NZ Super proposals: What age would you work to?
The Retirement Commissioner wants to lift the age of eligibility for NZ Super to 67 by 2034.
The transition would mean some people would end up working months, or years longer before they can claim NZ Super.
If Parliament accepted commissioner Diane Maxwell's proposals, which are designed to lower the future cost of NZ Super, nobody under the age of 54 today would get NZ Super at age 65.
And everybody under the age of 48 would only get their first NZ Super payment at the age of 67.
The changes, proposed as part of Maxwell's three-yearly review of retirement income policies, would see the first rise in the age of eligibility for NZ Super happen in 2027, with people aged 55 in 2017 not getting NZ Super until age 65 and three months.
In 2028, the age at which people became entitled to NZ Super would rise to 65 years and six months.
In 2029, the age of eligibility would be 65 years and nine months.
In 2030, it would be 66 years.
In 2031, it would be 66 years and three months.
In 2032, it would be 66 years and six months.
In 2033, it would be 66 years and nine months.
In 2034, it would hit the commissioner's target of 67.

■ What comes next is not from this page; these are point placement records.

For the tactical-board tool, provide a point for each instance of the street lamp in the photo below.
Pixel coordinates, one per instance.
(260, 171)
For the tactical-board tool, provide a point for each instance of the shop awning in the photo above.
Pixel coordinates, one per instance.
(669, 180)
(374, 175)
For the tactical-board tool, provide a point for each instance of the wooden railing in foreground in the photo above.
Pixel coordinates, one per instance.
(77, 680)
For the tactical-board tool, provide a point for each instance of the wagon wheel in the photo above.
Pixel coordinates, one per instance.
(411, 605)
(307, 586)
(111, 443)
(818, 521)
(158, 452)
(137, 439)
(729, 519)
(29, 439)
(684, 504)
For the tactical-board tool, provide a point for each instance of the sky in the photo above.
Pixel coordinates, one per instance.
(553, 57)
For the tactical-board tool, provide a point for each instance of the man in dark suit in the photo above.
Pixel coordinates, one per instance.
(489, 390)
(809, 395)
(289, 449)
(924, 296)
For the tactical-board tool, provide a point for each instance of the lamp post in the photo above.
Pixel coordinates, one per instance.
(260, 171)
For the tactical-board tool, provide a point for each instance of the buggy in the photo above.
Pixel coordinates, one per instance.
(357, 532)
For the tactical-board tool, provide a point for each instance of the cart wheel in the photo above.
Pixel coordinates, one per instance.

Maxwell said: "The increase in eligibility age reflects the fact that people are living longer and receiving New Zealand Superannuation for a longer time. Longevity has increased for men and women, with average life expectancy going up by more than 20 years over the past century."
"Many people are already working longer past 65, with 43 per cent of all 65 to 69-year-olds participating in the workforce. In September 2016, 23.7 per cent of those over 65 were still in paid employment."